1. Wyatt è magico, scrive, canta e fa produzioni jazz/pop da paura. Lo amavo e lo amo.
2. L’orchestra nazionale è un’orchestra di 10 elementi che riarrangia in chiave jazz/pop i pezzi di Wyatt. Non la conosco ma mi fido.
3. I pezzi di Wyatt sono cantati da lui o da altre voci dal timbro personale.
Domanda: qual è il senso di comprare/ascoltare questo disco? Non sarà una replica di quanto già fatto da Wyatt?
Conclusione: no. Chiaro, altrimenti non ne starei scrivendo.
La differenza è questa. Prendi un uomo (dato che sono una donna), che è nudo. Ha un fisico notevole, giusta altezza, giusta pacetta da non-sportivo, giusta rotondità robusta del fondoschiena, sorriso scioglilingua e sguardo scioglitutto-il-resto. Questa è la musica di Wyatt, bella di natura (Rock Bottom, Shleep, Comic Opera, etc.)

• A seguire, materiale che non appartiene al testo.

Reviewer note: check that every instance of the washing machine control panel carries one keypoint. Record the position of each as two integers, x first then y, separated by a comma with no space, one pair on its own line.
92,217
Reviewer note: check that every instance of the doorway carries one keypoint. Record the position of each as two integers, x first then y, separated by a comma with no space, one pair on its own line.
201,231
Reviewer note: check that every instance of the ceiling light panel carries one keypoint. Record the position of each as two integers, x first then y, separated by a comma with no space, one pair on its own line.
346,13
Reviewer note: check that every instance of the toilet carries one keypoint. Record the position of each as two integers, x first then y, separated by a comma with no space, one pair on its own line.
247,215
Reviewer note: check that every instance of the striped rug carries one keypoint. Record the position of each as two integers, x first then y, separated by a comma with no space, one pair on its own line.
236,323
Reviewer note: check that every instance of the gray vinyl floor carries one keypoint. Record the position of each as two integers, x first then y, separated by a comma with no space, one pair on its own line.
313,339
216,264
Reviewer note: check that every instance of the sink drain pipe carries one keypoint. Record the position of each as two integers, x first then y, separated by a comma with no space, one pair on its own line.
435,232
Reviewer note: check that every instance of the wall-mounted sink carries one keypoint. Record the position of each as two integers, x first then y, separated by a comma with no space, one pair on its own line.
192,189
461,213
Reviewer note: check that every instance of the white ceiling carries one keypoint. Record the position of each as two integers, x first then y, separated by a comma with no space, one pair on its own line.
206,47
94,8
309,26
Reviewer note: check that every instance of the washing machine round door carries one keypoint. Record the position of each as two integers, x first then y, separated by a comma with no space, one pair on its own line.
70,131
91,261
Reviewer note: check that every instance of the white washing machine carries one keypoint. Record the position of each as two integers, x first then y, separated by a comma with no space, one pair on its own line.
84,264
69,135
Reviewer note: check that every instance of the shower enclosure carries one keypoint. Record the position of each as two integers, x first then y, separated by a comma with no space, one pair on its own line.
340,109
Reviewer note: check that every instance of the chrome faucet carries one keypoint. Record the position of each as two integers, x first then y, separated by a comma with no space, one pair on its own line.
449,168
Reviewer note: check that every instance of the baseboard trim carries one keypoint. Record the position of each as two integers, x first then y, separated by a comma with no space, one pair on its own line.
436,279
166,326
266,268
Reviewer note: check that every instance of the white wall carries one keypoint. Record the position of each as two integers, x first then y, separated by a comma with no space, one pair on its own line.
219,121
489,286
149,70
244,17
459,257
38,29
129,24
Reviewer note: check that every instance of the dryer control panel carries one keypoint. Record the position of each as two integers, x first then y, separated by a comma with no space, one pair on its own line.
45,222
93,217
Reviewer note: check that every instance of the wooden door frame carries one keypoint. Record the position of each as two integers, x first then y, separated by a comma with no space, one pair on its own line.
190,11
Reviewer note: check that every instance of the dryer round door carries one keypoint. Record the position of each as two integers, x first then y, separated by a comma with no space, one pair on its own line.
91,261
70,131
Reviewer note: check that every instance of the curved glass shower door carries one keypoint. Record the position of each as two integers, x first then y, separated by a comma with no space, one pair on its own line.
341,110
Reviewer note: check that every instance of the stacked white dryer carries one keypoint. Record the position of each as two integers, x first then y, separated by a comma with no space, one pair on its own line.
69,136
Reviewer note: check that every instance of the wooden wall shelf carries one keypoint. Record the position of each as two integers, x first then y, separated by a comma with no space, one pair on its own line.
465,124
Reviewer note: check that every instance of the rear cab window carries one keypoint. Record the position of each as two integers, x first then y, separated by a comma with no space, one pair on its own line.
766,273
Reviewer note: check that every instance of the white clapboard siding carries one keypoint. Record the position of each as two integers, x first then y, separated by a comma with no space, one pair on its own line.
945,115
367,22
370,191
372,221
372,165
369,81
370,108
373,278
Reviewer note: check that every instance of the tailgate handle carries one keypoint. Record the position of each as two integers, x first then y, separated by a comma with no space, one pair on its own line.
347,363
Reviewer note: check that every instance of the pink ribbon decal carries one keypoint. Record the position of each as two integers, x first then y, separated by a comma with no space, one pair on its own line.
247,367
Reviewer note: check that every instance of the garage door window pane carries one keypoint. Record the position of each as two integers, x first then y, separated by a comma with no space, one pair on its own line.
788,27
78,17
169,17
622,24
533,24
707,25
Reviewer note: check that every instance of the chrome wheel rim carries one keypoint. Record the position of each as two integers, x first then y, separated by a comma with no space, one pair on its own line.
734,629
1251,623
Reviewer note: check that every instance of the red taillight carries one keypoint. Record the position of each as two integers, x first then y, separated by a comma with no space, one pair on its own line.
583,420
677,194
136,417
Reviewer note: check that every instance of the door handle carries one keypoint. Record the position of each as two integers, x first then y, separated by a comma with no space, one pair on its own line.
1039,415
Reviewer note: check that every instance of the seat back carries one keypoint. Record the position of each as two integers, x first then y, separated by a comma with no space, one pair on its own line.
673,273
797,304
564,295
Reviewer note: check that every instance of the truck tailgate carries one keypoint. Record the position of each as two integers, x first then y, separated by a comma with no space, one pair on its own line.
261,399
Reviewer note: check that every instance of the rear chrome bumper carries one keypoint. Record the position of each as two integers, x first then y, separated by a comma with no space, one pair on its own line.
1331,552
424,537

Ora vestiamolo. Sfoggerà un carnet di colori che insieme creano combinazioni a cui non avevamo mai pensato prima. A prima vista ci sorprenderà per questo, e ci verranno le farfalle nella pancia. Poi i dettagli dell’abbigliamento iniziano a dialogare fra loro con lievi dinamiche. Strumenti solisti si danno il cambio di protagonismo, mestamente si ritirano e si mescolano allo sfondo. Tutti insieme sono un’onda dalle mille onde insieme che creano una suspence metafisica con crescendo corali e incastri contrappuntistici, fatti pure di campioni ed elettroniche.
Questi sono gli arrangiamenti di Daniel Yvinec e Artaud, belli di cultura e di ispirazione.

Avvertenze:
1. E’ vietato contenere le lacrime in “Shipbuilding”
2. Lo so che sembra Tom Waits, quello che canta in “Just as you are”, ma invece si chiama Arno.
3. La scelta di non citare le canzoni singole è deliberata: l’opera in sé è una torta della nonna che è troppo buona per mangiarne una fetta sola.